• Fondazione Policlinico Universitario Agostino

Principi di convivenza online


Intervista a uno psicologo sulla netiquette

1. Che cosa significa netiquette?

“Netiquette” è una parola che unisce il vocabolo inglese network (rete) e quello francese étiquette (buona educazione). Potremmo quindi definire la netiquette come una sorta di galateo online, ossia un insieme di principi che servono a regolamentare il comportamento degli utenti di Internet, in particolar modo quando si rapportano agli altri utenti.

2. A cosa può servire una netiquette?

Possiamo considerare il mondo web come un “Far West” digitale, ancora privo di confini definiti. Proprio per questo è importante potersi regolare, cioè attrezzarsi con alcune regole che funzionino da bussola: diventa così possibile orientarsi, rispettando le altre persone che si incontrano online e prendendo le giuste misure nei confronti di rischi e pericoli.

3. Immagino che l’elenco di regole sia lungo, ma potrebbe dirci quali, secondo lei, sono quelle più importanti, fondamentali?

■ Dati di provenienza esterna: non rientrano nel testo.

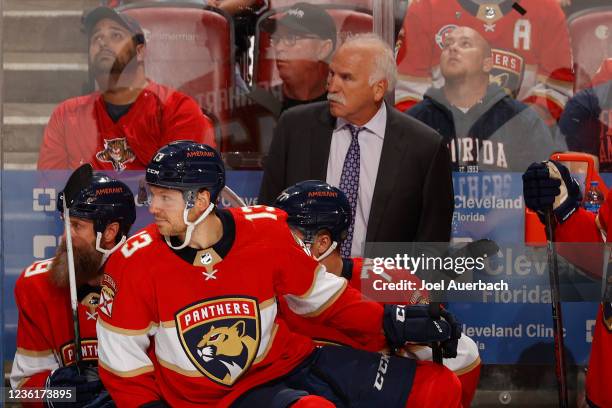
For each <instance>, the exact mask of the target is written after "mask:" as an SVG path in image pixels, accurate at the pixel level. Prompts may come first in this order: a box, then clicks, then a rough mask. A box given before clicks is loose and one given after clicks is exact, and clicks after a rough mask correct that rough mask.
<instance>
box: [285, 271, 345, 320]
mask: <svg viewBox="0 0 612 408" xmlns="http://www.w3.org/2000/svg"><path fill="white" fill-rule="evenodd" d="M346 283H347V282H346V279H343V278H340V277H338V276H336V275H333V274H331V273H328V272H327V271H326V270H325V268H324V267H323V268H319V269H318V270H317V274H316V277H315V281H314V285H313V287H312V290H311V291H310V292H309V293H308V294H307V295H306V296H303V297H300V296H294V295H285V299H286V300H287V305H288V306H289V308H290V309H291V310H292V311H293V312H294V313H297V314H299V315H313V314H318V313H320V312H321V311H322V310H324V309H325V308H326V307H327V306H328V305H330V304H331V303H333V302H334V301H335V298H336V297H337V296H339V295H340V294H341V293H342V291H343V290H344V288H345V286H346Z"/></svg>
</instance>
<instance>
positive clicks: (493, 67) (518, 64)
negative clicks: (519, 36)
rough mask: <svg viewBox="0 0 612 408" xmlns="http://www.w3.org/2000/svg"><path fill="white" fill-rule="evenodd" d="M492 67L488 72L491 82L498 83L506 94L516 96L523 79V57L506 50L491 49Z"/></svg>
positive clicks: (512, 95) (524, 65) (520, 87)
mask: <svg viewBox="0 0 612 408" xmlns="http://www.w3.org/2000/svg"><path fill="white" fill-rule="evenodd" d="M491 57H492V58H493V67H492V68H491V72H490V73H489V80H490V82H491V83H494V84H497V85H499V87H500V88H502V89H503V90H504V91H506V93H507V94H508V95H511V96H513V97H516V96H517V95H518V92H519V89H520V88H521V83H522V81H523V71H524V69H525V64H524V60H523V57H521V56H520V55H518V54H515V53H513V52H511V51H508V50H502V49H495V48H494V49H492V50H491Z"/></svg>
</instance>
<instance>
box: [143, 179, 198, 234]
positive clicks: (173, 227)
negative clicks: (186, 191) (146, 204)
mask: <svg viewBox="0 0 612 408" xmlns="http://www.w3.org/2000/svg"><path fill="white" fill-rule="evenodd" d="M148 194H149V197H150V198H149V199H150V202H149V212H150V213H151V215H153V217H154V219H155V224H156V225H157V228H158V229H159V232H160V233H161V234H162V235H166V236H177V235H181V234H184V233H185V231H186V230H187V226H186V225H185V223H184V222H183V210H184V209H185V200H184V199H183V194H182V193H181V192H180V191H178V190H173V189H168V188H161V187H156V186H149V192H148ZM192 212H193V210H192Z"/></svg>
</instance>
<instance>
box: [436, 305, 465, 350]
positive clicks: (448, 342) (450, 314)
mask: <svg viewBox="0 0 612 408" xmlns="http://www.w3.org/2000/svg"><path fill="white" fill-rule="evenodd" d="M440 316H441V317H442V318H443V319H444V320H445V321H446V322H447V323H448V324H449V325H450V328H451V334H450V338H449V339H448V340H446V341H443V342H442V344H441V346H442V357H444V358H455V357H457V344H458V343H459V337H461V325H460V324H459V323H458V322H457V320H456V319H455V316H453V315H452V314H451V313H450V312H449V311H448V310H446V309H444V308H441V309H440Z"/></svg>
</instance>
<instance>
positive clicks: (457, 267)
mask: <svg viewBox="0 0 612 408" xmlns="http://www.w3.org/2000/svg"><path fill="white" fill-rule="evenodd" d="M486 258H487V255H486V254H485V255H483V256H478V257H469V256H459V257H455V256H428V255H425V254H420V255H418V256H410V255H408V254H396V255H395V256H393V257H376V258H372V259H371V260H369V261H366V262H365V263H364V268H362V271H361V273H362V275H361V278H362V279H366V280H368V279H369V280H372V282H371V284H372V289H373V290H375V291H401V292H403V291H415V290H419V291H430V290H437V291H448V290H452V291H484V290H487V291H504V290H508V289H509V285H508V283H507V282H506V281H504V280H503V279H501V280H499V281H497V282H485V281H483V280H481V279H478V280H476V281H473V282H462V281H461V280H460V279H457V278H459V277H460V276H461V275H463V273H465V272H466V271H476V272H481V271H484V270H485V267H486V266H485V261H486ZM369 271H371V272H372V273H373V274H374V275H376V276H378V278H374V279H371V277H370V275H369ZM423 271H427V272H434V273H435V275H433V276H434V277H435V278H440V277H442V276H447V277H448V279H435V280H428V279H427V278H423V277H420V278H417V274H419V276H423V274H422V273H420V272H423ZM407 274H409V275H412V276H411V277H408V276H406V275H407Z"/></svg>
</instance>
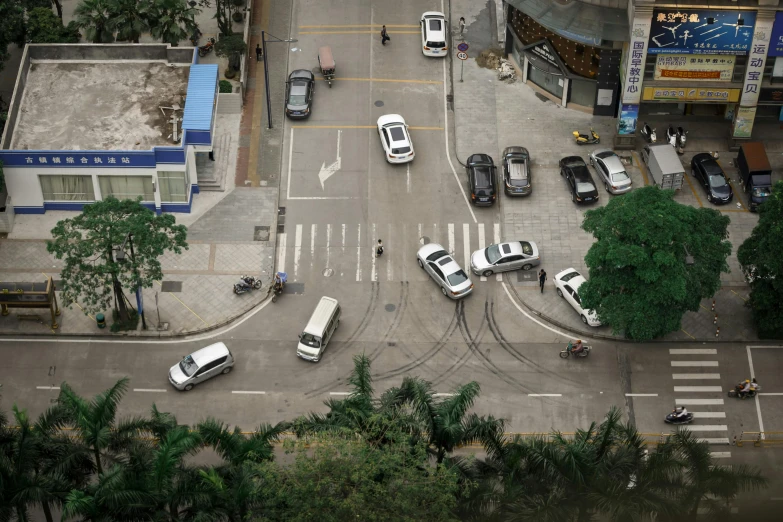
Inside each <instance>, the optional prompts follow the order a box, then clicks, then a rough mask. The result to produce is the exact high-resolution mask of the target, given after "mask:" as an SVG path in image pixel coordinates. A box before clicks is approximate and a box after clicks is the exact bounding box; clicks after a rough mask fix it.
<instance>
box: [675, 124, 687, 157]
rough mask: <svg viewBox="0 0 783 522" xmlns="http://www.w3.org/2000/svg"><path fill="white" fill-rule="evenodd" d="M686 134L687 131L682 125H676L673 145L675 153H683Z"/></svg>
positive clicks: (684, 149)
mask: <svg viewBox="0 0 783 522" xmlns="http://www.w3.org/2000/svg"><path fill="white" fill-rule="evenodd" d="M686 134H688V131H686V130H685V129H683V128H682V127H677V146H676V147H675V148H676V149H677V154H684V153H685V140H686V138H685V136H686Z"/></svg>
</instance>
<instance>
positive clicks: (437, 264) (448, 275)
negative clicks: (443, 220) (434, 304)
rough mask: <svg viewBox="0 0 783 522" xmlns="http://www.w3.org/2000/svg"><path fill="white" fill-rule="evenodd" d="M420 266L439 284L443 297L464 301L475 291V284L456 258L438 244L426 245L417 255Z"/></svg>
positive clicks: (423, 246) (431, 244)
mask: <svg viewBox="0 0 783 522" xmlns="http://www.w3.org/2000/svg"><path fill="white" fill-rule="evenodd" d="M416 260H417V261H418V262H419V266H420V267H421V268H423V269H424V271H425V272H427V273H428V274H429V275H430V277H431V278H432V279H433V280H434V281H435V282H436V283H438V286H440V291H441V292H443V295H445V296H446V297H448V298H450V299H462V298H463V297H465V296H466V295H468V294H469V293H471V292H472V291H473V282H472V281H471V280H470V278H469V277H468V274H466V273H465V271H464V270H462V269H461V268H460V266H459V265H458V264H457V262H456V261H454V258H452V257H451V255H450V254H449V253H448V252H446V249H444V248H443V247H442V246H440V245H439V244H437V243H429V244H426V245H424V246H423V247H421V248H420V249H419V251H418V252H417V253H416Z"/></svg>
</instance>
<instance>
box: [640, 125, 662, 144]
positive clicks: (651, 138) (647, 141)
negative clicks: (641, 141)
mask: <svg viewBox="0 0 783 522" xmlns="http://www.w3.org/2000/svg"><path fill="white" fill-rule="evenodd" d="M640 133H641V135H642V137H643V138H644V140H645V141H646V142H647V143H655V142H656V141H658V137H657V136H656V135H655V129H653V128H652V127H650V126H649V125H648V124H647V122H644V125H642V130H641V131H640Z"/></svg>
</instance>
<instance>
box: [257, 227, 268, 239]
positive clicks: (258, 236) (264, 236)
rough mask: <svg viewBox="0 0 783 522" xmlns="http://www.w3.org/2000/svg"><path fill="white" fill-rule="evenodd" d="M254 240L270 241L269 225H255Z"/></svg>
mask: <svg viewBox="0 0 783 522" xmlns="http://www.w3.org/2000/svg"><path fill="white" fill-rule="evenodd" d="M253 241H269V227H262V226H258V227H255V232H253Z"/></svg>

Nell’ambito della netiquette, certamente ci sono delle regole riconosciute e applicate universalmente, ma è importante tenere presente che tale peculiare galateo deve declinarsi e si declina in maniera diversa nei numerosi gruppi e luoghi dell’online: i Social Network come Facebook e Instagram, i blog, le piattaforme di streaming come Twitch, i servizi di posta elettronica… talvolta presentano norme differenti, pensate per le loro tipologie di contenuto e di utenze.

In ogni caso, mantenendo il focus sulla dimensione relazionale del mondo web, è possibile individuare almeno due principi sempre validi:

  • Tratta l’altro come vorresti essere trattato.

  • Inserisci contenuti adeguati negli spazi adeguati.

4. Quali effetti può avere la netiquette in un mondo iper-connesso come il nostro?

Proprio l’iper-connessione e la garanzia di un potenziale anonimato rischiano spesso di promuovere una deresponsabilizzazione nei confronti delle azioni che compiamo online: la netiquette invece, in quanto guida generale che si rivolge però agli utenti, uno per uno, può promuovere una maggiore assunzione di responsabilità soggettiva, chiamando ciascuna persona a fare i conti con i criteri che delineano un buon utilizzo della rete.

Il galateo online può quindi comportare maggiore sicurezza nella navigazione, aiutando gli utenti a riconoscere i diversi comportamenti richiesti nei diversi luoghi: in questo modo, oltre a essere iper-connesso, il nostro mondo può essere connesso con rispetto.

5. Chi dovrebbe insegnare questa nuova forma di galateo? In altre parole: dove gli utenti possono trovare questa guida insieme a una spiegazione?

La prima netiquette ufficiale è stata stilata nel 1995 ed è possibile trovarla su Internet. Da quell’anno a oggi, tuttavia, ci sono stati numerosi e notevoli cambiamenti, evoluzioni nelle modalità d’uso della rete e nei suoi contenuti: non è facile dunque trovare versioni aggiornate di questo galateo, anche perché frequentemente le sue regole – che si rifanno a principi di convivenza validi anche fuori dall’online – vengono trasmesse implicitamente.

Sicuramente, anche in questo ambito gli adulti hanno una certa responsabilità nei confronti dei più piccoli: possono aiutarli, sostenerli e affiancarli nell’utilizzo di Internet, la cui vastità richiede comunque a ciascun utente di fare appello ai criteri (letteralmente “mezzi per giudicare”) di comportamento che ritiene appropriati.

In linea con ciò, in collaborazione con l’Associazione Italiana Donne Ingegneri e Architetti, l’Associazione Pollicino sta realizzando un progetto in una scuola: affianchiamo gli studenti affinché siano proprio questi ultimi a elaborare una loro netiquette, a partire dai criteri che li guidano negli scambi quotidiani tra compagni di classe.

6. Nel passato, erroneamente, si riconduceva l’origine del termine “étiquette” a un diminutivo della parola “etica” – quasi fosse una piccola etica, applicata alla vita quotidiana. Lei pensa che ci sia in gioco qualcosa dell’etica nella netiquette?

Certamente! Un comportamento etico non può prescindere dalla responsabilità individuale e, come evidenziato, la netiquette richiede a ciascun utente di Internet di essere responsabile e corretto nella propria navigazione. Si potrebbe quindi dire che l’etica rappresenti uno dei fondamenti del galateo online, applicandola a un universo diverso da quello abituale della realtà quotidiana.